We have demonstrated the ability to conduct an ab initio design of peptide inhibitory molecules to an envelope glycoprotein target molecule GP41 of HIV-1 using a real-time fragment discovery algorithm. By passing on the order of one hundred thousand amino acid residues in their natural protein state over the target surface and then using general bond constraint criteria for peptides, we were able to obtain several potential peptide candidates in a docked state for further study and testing. Our approach includes the development of potentially multi-use rapid viral detection and therapeutic agents based on ab initio computationally generated small peptides with molecular weights less than 1000 Da. In general, peptides can be designed specifically from any validated viral protein target molecule by this method.

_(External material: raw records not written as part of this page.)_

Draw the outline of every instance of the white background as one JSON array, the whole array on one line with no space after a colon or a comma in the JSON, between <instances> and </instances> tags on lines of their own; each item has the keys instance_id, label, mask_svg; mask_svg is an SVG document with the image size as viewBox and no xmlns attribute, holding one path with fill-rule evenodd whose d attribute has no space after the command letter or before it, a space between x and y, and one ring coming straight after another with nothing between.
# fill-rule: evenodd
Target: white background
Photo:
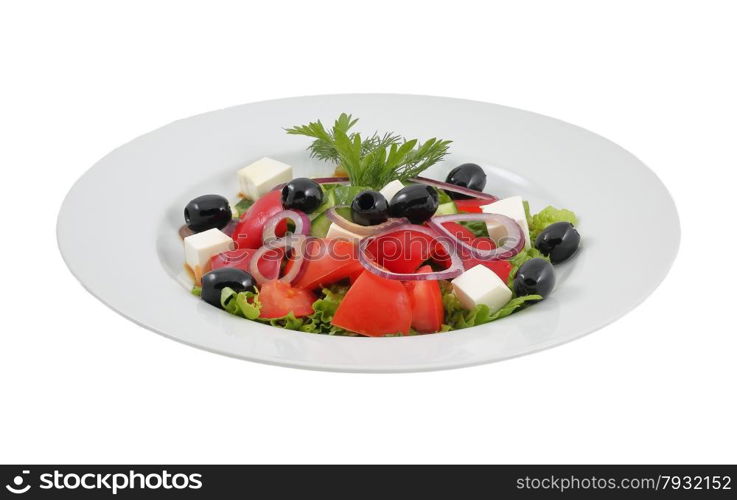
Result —
<instances>
[{"instance_id":1,"label":"white background","mask_svg":"<svg viewBox=\"0 0 737 500\"><path fill-rule=\"evenodd\" d=\"M3 2L0 462L737 461L730 4ZM65 268L56 213L111 149L212 109L342 92L491 101L614 140L678 204L672 272L550 351L360 375L172 342Z\"/></svg>"}]
</instances>

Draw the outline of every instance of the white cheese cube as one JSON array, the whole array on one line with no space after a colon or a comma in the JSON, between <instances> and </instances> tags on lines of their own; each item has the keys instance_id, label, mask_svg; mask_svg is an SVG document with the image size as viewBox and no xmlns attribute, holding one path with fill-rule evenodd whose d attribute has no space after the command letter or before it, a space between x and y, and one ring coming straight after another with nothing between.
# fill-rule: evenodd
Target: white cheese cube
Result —
<instances>
[{"instance_id":1,"label":"white cheese cube","mask_svg":"<svg viewBox=\"0 0 737 500\"><path fill-rule=\"evenodd\" d=\"M525 248L530 248L532 242L530 241L530 226L527 224L527 216L525 215L525 205L521 196L511 196L504 198L503 200L495 201L489 205L481 207L484 213L487 214L499 214L506 215L522 228L522 232L525 234ZM495 224L487 224L486 228L489 230L489 236L491 239L498 242L500 238L506 236L504 229Z\"/></svg>"},{"instance_id":2,"label":"white cheese cube","mask_svg":"<svg viewBox=\"0 0 737 500\"><path fill-rule=\"evenodd\" d=\"M292 180L292 167L271 158L261 158L238 171L241 193L258 200L274 186Z\"/></svg>"},{"instance_id":3,"label":"white cheese cube","mask_svg":"<svg viewBox=\"0 0 737 500\"><path fill-rule=\"evenodd\" d=\"M335 239L340 238L343 240L354 240L354 241L358 241L361 238L363 238L363 236L361 236L360 234L352 233L348 231L347 229L343 229L342 227L340 227L339 225L335 223L330 224L330 227L328 227L328 232L325 235L325 237L335 238Z\"/></svg>"},{"instance_id":4,"label":"white cheese cube","mask_svg":"<svg viewBox=\"0 0 737 500\"><path fill-rule=\"evenodd\" d=\"M489 307L492 314L512 299L507 284L486 266L478 264L452 281L453 291L465 309L479 304Z\"/></svg>"},{"instance_id":5,"label":"white cheese cube","mask_svg":"<svg viewBox=\"0 0 737 500\"><path fill-rule=\"evenodd\" d=\"M384 195L384 198L386 198L386 201L392 201L392 198L394 198L394 195L397 194L399 191L401 191L404 188L404 184L401 182L394 180L391 181L389 184L381 188L381 191L379 191L382 195Z\"/></svg>"},{"instance_id":6,"label":"white cheese cube","mask_svg":"<svg viewBox=\"0 0 737 500\"><path fill-rule=\"evenodd\" d=\"M184 238L184 259L194 272L195 282L199 284L202 275L210 270L212 256L232 250L234 246L230 236L215 228Z\"/></svg>"}]
</instances>

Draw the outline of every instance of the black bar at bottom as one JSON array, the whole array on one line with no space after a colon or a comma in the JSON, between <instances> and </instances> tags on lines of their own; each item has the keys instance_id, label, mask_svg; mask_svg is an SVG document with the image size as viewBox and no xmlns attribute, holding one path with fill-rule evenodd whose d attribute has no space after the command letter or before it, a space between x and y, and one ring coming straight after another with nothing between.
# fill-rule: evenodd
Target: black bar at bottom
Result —
<instances>
[{"instance_id":1,"label":"black bar at bottom","mask_svg":"<svg viewBox=\"0 0 737 500\"><path fill-rule=\"evenodd\" d=\"M737 498L736 465L0 465L3 498Z\"/></svg>"}]
</instances>

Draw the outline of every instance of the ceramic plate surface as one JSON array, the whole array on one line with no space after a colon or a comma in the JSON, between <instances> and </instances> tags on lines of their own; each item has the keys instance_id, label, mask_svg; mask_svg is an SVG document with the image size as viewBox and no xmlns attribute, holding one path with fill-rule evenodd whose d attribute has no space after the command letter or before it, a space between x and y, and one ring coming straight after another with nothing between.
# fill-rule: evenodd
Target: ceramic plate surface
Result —
<instances>
[{"instance_id":1,"label":"ceramic plate surface","mask_svg":"<svg viewBox=\"0 0 737 500\"><path fill-rule=\"evenodd\" d=\"M236 199L236 171L263 156L295 175L326 176L308 140L284 127L341 112L363 132L452 139L445 179L482 165L486 191L522 195L580 217L582 247L557 267L550 298L467 330L403 338L353 338L272 328L231 316L191 295L177 229L195 196ZM119 200L126 200L125 203ZM135 200L132 203L131 200ZM568 123L494 104L410 95L334 95L246 104L177 121L116 149L67 195L59 248L84 287L130 320L181 342L252 361L343 371L419 371L499 361L556 346L614 321L662 281L680 238L660 180L616 144ZM631 245L631 242L642 244ZM84 311L78 311L84 314Z\"/></svg>"}]
</instances>

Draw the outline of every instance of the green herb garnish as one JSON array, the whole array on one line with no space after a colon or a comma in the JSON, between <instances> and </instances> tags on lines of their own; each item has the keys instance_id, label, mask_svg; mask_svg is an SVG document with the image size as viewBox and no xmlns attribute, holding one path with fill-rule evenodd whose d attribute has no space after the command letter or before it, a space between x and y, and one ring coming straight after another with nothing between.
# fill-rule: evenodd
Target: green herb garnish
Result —
<instances>
[{"instance_id":1,"label":"green herb garnish","mask_svg":"<svg viewBox=\"0 0 737 500\"><path fill-rule=\"evenodd\" d=\"M393 180L407 180L442 160L451 141L428 139L420 143L388 132L374 133L366 139L350 129L358 121L342 113L332 129L319 120L287 129L288 134L315 139L307 148L314 158L340 165L351 183L381 189Z\"/></svg>"}]
</instances>

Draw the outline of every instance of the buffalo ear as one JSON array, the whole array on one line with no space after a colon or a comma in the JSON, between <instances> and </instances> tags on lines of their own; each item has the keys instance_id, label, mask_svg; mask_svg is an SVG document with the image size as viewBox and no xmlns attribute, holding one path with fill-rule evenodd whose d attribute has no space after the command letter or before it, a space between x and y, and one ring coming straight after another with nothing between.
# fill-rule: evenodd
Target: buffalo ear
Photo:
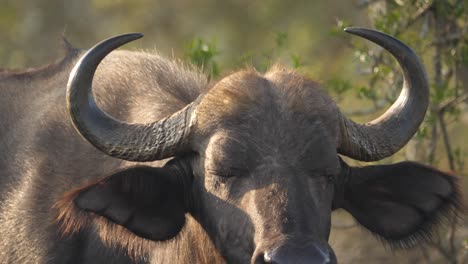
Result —
<instances>
[{"instance_id":1,"label":"buffalo ear","mask_svg":"<svg viewBox=\"0 0 468 264\"><path fill-rule=\"evenodd\" d=\"M341 207L394 246L429 239L460 207L456 177L431 167L402 162L346 169Z\"/></svg>"},{"instance_id":2,"label":"buffalo ear","mask_svg":"<svg viewBox=\"0 0 468 264\"><path fill-rule=\"evenodd\" d=\"M104 233L119 230L109 227L116 224L154 241L173 238L185 224L186 208L184 186L171 174L167 168L138 166L69 192L58 204L64 231L94 221L107 226Z\"/></svg>"}]
</instances>

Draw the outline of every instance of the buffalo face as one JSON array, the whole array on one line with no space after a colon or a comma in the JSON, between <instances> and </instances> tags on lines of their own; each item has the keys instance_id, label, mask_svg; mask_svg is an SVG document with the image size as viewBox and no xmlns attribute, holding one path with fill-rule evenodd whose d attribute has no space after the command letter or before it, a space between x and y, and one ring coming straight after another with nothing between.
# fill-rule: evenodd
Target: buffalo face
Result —
<instances>
[{"instance_id":1,"label":"buffalo face","mask_svg":"<svg viewBox=\"0 0 468 264\"><path fill-rule=\"evenodd\" d=\"M279 68L231 75L205 95L196 112L195 211L227 259L334 258L334 110L315 83Z\"/></svg>"}]
</instances>

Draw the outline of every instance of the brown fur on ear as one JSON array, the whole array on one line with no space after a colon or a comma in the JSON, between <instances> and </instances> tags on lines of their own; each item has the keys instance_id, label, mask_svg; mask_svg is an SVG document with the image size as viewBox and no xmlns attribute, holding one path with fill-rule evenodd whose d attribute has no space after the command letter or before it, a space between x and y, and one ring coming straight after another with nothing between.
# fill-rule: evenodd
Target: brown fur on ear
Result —
<instances>
[{"instance_id":1,"label":"brown fur on ear","mask_svg":"<svg viewBox=\"0 0 468 264\"><path fill-rule=\"evenodd\" d=\"M96 232L109 248L148 258L175 240L186 216L184 186L168 168L135 166L66 192L55 204L62 235Z\"/></svg>"},{"instance_id":2,"label":"brown fur on ear","mask_svg":"<svg viewBox=\"0 0 468 264\"><path fill-rule=\"evenodd\" d=\"M74 200L79 193L94 184L99 183L91 183L66 192L63 198L55 204L54 207L59 211L57 223L60 226L60 233L63 236L71 236L79 231L95 227L105 246L119 248L132 259L149 258L151 250L156 246L157 242L136 236L105 217L81 210L76 206Z\"/></svg>"},{"instance_id":3,"label":"brown fur on ear","mask_svg":"<svg viewBox=\"0 0 468 264\"><path fill-rule=\"evenodd\" d=\"M56 222L60 226L60 233L64 236L73 235L78 231L90 226L94 215L91 212L80 210L74 203L79 193L93 184L88 184L80 188L66 192L62 199L57 201L54 208L58 210ZM94 215L94 217L97 217Z\"/></svg>"},{"instance_id":4,"label":"brown fur on ear","mask_svg":"<svg viewBox=\"0 0 468 264\"><path fill-rule=\"evenodd\" d=\"M105 217L80 210L75 205L74 199L91 185L93 184L65 193L55 204L55 208L59 211L57 222L63 236L95 229L106 247L118 248L135 261L149 261L151 256L158 252L158 259L163 262L184 263L188 259L195 259L200 264L224 263L204 229L190 216L186 216L186 227L176 237L164 242L155 242L139 237ZM174 252L180 254L174 256Z\"/></svg>"}]
</instances>

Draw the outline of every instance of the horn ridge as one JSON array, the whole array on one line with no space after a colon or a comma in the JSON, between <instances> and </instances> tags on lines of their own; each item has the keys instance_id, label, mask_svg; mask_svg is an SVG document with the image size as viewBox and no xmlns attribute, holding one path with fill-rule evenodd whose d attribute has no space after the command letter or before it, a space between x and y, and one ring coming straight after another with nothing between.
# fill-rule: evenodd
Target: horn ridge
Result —
<instances>
[{"instance_id":1,"label":"horn ridge","mask_svg":"<svg viewBox=\"0 0 468 264\"><path fill-rule=\"evenodd\" d=\"M94 147L115 158L153 161L189 149L193 125L191 103L162 120L149 124L129 124L102 111L92 94L92 81L99 63L118 47L141 38L130 33L109 38L91 48L76 63L67 84L67 108L75 129Z\"/></svg>"}]
</instances>

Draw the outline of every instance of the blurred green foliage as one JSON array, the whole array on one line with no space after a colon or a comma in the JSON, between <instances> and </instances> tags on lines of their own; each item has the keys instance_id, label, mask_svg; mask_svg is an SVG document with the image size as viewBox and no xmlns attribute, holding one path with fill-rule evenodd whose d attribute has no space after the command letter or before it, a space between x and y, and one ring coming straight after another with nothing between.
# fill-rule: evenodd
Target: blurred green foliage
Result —
<instances>
[{"instance_id":1,"label":"blurred green foliage","mask_svg":"<svg viewBox=\"0 0 468 264\"><path fill-rule=\"evenodd\" d=\"M216 41L206 42L201 38L192 40L185 53L189 61L200 67L210 79L219 75L219 66L214 59L216 55L218 55Z\"/></svg>"},{"instance_id":2,"label":"blurred green foliage","mask_svg":"<svg viewBox=\"0 0 468 264\"><path fill-rule=\"evenodd\" d=\"M278 60L307 65L323 81L342 71L351 52L328 34L330 25L336 17L366 21L349 12L353 5L339 0L2 0L0 67L38 66L57 58L62 34L76 47L88 48L138 31L145 38L126 48L156 48L182 58L186 43L216 39L221 72L246 64L265 69ZM333 68L323 67L324 61L333 61Z\"/></svg>"}]
</instances>

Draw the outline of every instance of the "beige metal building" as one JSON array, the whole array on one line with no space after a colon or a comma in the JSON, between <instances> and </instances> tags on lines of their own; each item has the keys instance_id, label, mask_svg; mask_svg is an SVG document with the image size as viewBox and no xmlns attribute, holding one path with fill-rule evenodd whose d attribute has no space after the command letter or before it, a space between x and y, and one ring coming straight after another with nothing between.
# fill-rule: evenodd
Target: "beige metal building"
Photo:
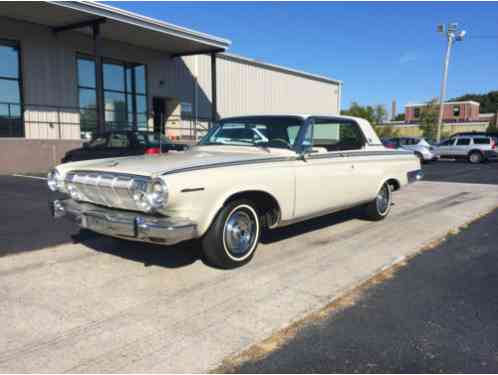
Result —
<instances>
[{"instance_id":1,"label":"beige metal building","mask_svg":"<svg viewBox=\"0 0 498 375\"><path fill-rule=\"evenodd\" d=\"M219 117L337 114L341 82L90 2L0 3L0 173L48 169L97 131L194 141Z\"/></svg>"}]
</instances>

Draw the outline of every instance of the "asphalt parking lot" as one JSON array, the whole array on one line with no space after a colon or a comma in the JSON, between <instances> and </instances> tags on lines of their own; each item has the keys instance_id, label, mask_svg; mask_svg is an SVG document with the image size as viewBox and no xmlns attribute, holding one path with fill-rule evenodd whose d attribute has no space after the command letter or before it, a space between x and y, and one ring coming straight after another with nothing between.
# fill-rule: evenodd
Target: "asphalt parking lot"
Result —
<instances>
[{"instance_id":1,"label":"asphalt parking lot","mask_svg":"<svg viewBox=\"0 0 498 375\"><path fill-rule=\"evenodd\" d=\"M496 207L498 163L424 169L385 221L349 210L276 230L234 271L196 243L80 233L50 219L44 181L0 177L0 371L213 369Z\"/></svg>"},{"instance_id":2,"label":"asphalt parking lot","mask_svg":"<svg viewBox=\"0 0 498 375\"><path fill-rule=\"evenodd\" d=\"M236 373L498 372L498 210ZM351 297L350 297L351 298Z\"/></svg>"}]
</instances>

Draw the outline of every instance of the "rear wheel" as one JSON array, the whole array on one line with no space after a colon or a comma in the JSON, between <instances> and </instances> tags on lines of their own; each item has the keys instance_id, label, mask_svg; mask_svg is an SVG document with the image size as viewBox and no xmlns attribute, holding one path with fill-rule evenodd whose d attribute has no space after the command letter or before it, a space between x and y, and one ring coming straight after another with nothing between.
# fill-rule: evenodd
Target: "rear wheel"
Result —
<instances>
[{"instance_id":1,"label":"rear wheel","mask_svg":"<svg viewBox=\"0 0 498 375\"><path fill-rule=\"evenodd\" d=\"M202 249L209 264L236 268L254 256L261 235L261 221L253 203L237 199L218 213L202 239Z\"/></svg>"},{"instance_id":2,"label":"rear wheel","mask_svg":"<svg viewBox=\"0 0 498 375\"><path fill-rule=\"evenodd\" d=\"M468 160L472 164L479 164L484 161L484 156L479 151L472 151L469 154Z\"/></svg>"},{"instance_id":3,"label":"rear wheel","mask_svg":"<svg viewBox=\"0 0 498 375\"><path fill-rule=\"evenodd\" d=\"M372 221L383 220L391 212L391 206L392 187L385 182L375 199L365 206L365 218Z\"/></svg>"}]
</instances>

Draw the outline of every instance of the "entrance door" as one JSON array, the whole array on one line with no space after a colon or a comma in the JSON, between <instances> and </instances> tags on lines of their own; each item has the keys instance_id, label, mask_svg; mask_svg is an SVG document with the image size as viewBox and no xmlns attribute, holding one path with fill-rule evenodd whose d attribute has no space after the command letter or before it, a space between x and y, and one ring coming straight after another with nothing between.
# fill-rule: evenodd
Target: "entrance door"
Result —
<instances>
[{"instance_id":1,"label":"entrance door","mask_svg":"<svg viewBox=\"0 0 498 375\"><path fill-rule=\"evenodd\" d=\"M166 122L166 98L152 98L152 110L154 111L154 132L164 134Z\"/></svg>"}]
</instances>

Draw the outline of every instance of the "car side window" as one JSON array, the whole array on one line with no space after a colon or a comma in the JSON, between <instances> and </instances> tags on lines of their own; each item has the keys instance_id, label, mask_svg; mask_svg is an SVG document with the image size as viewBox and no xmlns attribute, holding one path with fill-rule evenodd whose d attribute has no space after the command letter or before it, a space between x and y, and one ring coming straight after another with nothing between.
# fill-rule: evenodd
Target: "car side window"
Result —
<instances>
[{"instance_id":1,"label":"car side window","mask_svg":"<svg viewBox=\"0 0 498 375\"><path fill-rule=\"evenodd\" d=\"M455 142L454 139L448 139L447 141L441 142L439 146L451 146Z\"/></svg>"},{"instance_id":2,"label":"car side window","mask_svg":"<svg viewBox=\"0 0 498 375\"><path fill-rule=\"evenodd\" d=\"M127 134L115 133L109 139L109 146L111 148L126 148L130 145L130 140Z\"/></svg>"},{"instance_id":3,"label":"car side window","mask_svg":"<svg viewBox=\"0 0 498 375\"><path fill-rule=\"evenodd\" d=\"M475 145L489 145L489 138L474 138Z\"/></svg>"},{"instance_id":4,"label":"car side window","mask_svg":"<svg viewBox=\"0 0 498 375\"><path fill-rule=\"evenodd\" d=\"M92 139L91 142L88 143L88 148L103 148L107 144L107 135L101 135L97 138Z\"/></svg>"},{"instance_id":5,"label":"car side window","mask_svg":"<svg viewBox=\"0 0 498 375\"><path fill-rule=\"evenodd\" d=\"M457 146L468 146L470 145L470 138L460 138L457 140Z\"/></svg>"},{"instance_id":6,"label":"car side window","mask_svg":"<svg viewBox=\"0 0 498 375\"><path fill-rule=\"evenodd\" d=\"M312 144L329 152L359 150L364 146L365 139L354 121L318 118L313 124Z\"/></svg>"}]
</instances>

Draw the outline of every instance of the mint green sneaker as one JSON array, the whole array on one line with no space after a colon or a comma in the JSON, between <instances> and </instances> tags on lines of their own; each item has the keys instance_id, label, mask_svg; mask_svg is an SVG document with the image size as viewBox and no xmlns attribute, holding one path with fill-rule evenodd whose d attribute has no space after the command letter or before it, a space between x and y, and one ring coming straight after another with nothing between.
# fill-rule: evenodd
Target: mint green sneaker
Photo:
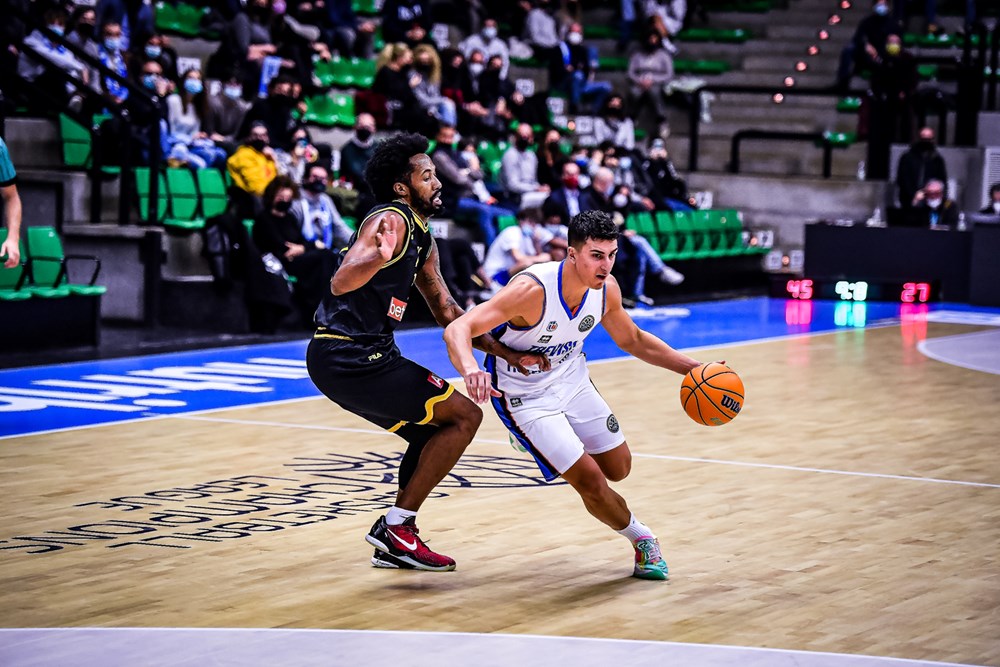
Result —
<instances>
[{"instance_id":1,"label":"mint green sneaker","mask_svg":"<svg viewBox=\"0 0 1000 667\"><path fill-rule=\"evenodd\" d=\"M635 543L635 569L632 576L659 581L668 578L667 563L660 553L660 542L655 537L646 537Z\"/></svg>"}]
</instances>

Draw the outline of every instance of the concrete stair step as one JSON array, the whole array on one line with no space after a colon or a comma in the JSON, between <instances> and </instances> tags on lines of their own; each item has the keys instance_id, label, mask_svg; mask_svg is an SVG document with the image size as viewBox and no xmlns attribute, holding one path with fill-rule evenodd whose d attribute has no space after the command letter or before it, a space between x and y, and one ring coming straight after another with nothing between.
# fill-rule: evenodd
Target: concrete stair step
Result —
<instances>
[{"instance_id":1,"label":"concrete stair step","mask_svg":"<svg viewBox=\"0 0 1000 667\"><path fill-rule=\"evenodd\" d=\"M776 86L783 89L786 88L784 85L785 78L789 76L794 79L796 86L802 88L824 88L833 86L834 84L834 76L832 73L796 72L791 67L791 64L784 71L726 72L725 74L720 74L715 77L712 81L713 83L718 84L731 84L738 86Z\"/></svg>"},{"instance_id":2,"label":"concrete stair step","mask_svg":"<svg viewBox=\"0 0 1000 667\"><path fill-rule=\"evenodd\" d=\"M822 72L825 75L833 76L837 73L837 60L835 58L816 58L806 55L800 51L793 54L767 54L752 55L743 58L743 71L758 73L775 73L781 76L791 74L799 76L795 66L797 63L806 64L806 72L816 74Z\"/></svg>"},{"instance_id":3,"label":"concrete stair step","mask_svg":"<svg viewBox=\"0 0 1000 667\"><path fill-rule=\"evenodd\" d=\"M56 121L13 116L6 120L6 137L18 171L62 166L62 141Z\"/></svg>"}]
</instances>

Since our approach heavily relies on real-time computational methods, there is a potential to significantly reduce the time necessary for the identification of efficacious candidate compounds and also potentially respond in a very rapid manner to newly mutated forms [15]. Clearly, however, more bench studies are needed in order to validate the fragment discovery method beyond the limited results for HIV-1 GP41 inhibition given here, including other viral and non-viral protein targets.

The challenges of this approach include the use of a greater number of residues or fragments; longer simulation times, tighter bond constraints on the discovery of nascent peptides, and longer time dynamic simulations of nascent peptides in the bound state of the target for the purposes of ranking and partial validation. The addition of flexibility of nascent peptides and target proteins, not considered here, would also be desirable using either implicit solvent or molecular dynamics methods [9], albeit at the expense of longer computational times.